Over the last few weeks, I have been reviewing what I have written and thinking about what I want to write, here and elsewhere, with a growing sense of despair. The writing was burdened with tired affectations, performative interjections and trite insights.
Even though the intent, and perhaps even the idea, was not in the lacking, the writing was, to put it bluntly, lazy; intellectually and creatively. And in re-reading some of the texts I realised I had resolved to expressing simple and earnest ideas through complicated and convoluted phrases, lacking the courage to admit anything less than cleverness in my writing, and attempting to pathetically compensate for this lack by a militant insistence on the integrity of my “intent”. I was, in short, producing ‘literature of desperation’ which Roberto Bolano in The Savage Detective reckons is ‘…of resentment, full of sharp instruments and lynched messiahs’.

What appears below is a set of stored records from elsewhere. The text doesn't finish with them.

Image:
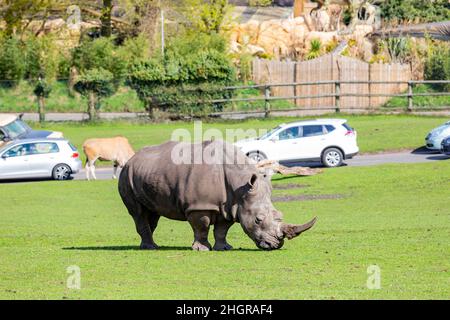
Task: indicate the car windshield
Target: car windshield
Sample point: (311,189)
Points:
(16,128)
(269,133)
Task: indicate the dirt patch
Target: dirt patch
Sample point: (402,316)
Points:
(290,186)
(305,197)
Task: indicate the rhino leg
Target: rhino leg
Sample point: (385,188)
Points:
(200,222)
(146,223)
(220,234)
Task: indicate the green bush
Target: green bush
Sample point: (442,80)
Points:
(12,61)
(183,82)
(437,65)
(95,84)
(410,10)
(100,53)
(260,3)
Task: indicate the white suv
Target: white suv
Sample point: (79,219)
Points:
(327,140)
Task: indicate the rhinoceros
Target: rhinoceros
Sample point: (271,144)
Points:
(209,183)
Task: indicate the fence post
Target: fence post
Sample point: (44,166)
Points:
(337,86)
(410,97)
(267,101)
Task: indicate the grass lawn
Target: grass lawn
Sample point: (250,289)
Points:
(392,216)
(421,101)
(375,132)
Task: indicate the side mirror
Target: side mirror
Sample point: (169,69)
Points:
(275,138)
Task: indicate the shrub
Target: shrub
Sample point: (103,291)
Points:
(316,49)
(183,83)
(437,65)
(100,53)
(95,84)
(12,61)
(411,10)
(103,68)
(260,3)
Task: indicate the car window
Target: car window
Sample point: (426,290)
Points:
(311,131)
(72,147)
(20,150)
(290,133)
(329,128)
(16,128)
(346,126)
(45,147)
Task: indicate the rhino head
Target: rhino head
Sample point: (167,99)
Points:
(259,218)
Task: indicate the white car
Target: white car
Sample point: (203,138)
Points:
(327,140)
(434,139)
(39,158)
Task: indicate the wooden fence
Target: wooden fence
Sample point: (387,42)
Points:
(369,79)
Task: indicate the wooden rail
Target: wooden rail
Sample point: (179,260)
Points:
(268,97)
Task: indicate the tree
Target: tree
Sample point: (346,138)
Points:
(207,16)
(106,29)
(95,84)
(42,91)
(18,14)
(12,61)
(102,68)
(193,71)
(42,58)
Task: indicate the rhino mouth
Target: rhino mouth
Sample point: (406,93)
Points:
(272,243)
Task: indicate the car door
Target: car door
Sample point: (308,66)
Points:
(312,142)
(285,144)
(43,158)
(15,162)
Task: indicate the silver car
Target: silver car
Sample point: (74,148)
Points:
(39,158)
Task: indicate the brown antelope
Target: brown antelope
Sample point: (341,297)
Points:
(117,149)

And thus when a technical glitch offered to wipe off the entire contents of the blog (I have a backup elsewhere to remind me of my follies), I saw it as an opportunity to make amends. I agreed to allow myself, and others, an openness of ideas and intent, without compromising on one’s positions – political, intellectual and otherwise – to celebrate these spaces of cohabitation with courage. And in these spaces commit to practicing courage as Alan Badiou calls out for:
“…and courage, I would suggest, is the principal virtue in face of the disorientation of our own times….I would retain the status of courage as a virtue—that is, not an innate disposition, but something that constructs itself, and which one constructs, in practice. Courage, then, is the virtue which manifests itself through endurance in the impossible. This is not simply a matter of a momentary encounter with the impossible: that would be heroism, not courage. Heroism has always been represented not as a virtue but as a posture: as the moment when one turns to meet the impossible face to face. The virtue of courage constructs itself through endurance within the impossible; time is its raw material. What takes courage is to operate in terms of a different durée to that imposed by the law of the world. The point we are seeking must be one that can connect to another order of time” [New Left Review; 2008:41].
So I beckon anew as a scribe with old tools, ideas and the myriad experiences of being which I encounter, not as an exhibitionist but with courageous humility and patience which telling the tales of those living on the margins demands, especially if the intent is informed by seeking to blur boundaries and desire cohabitation as physical, political, poetic and philosophical realities.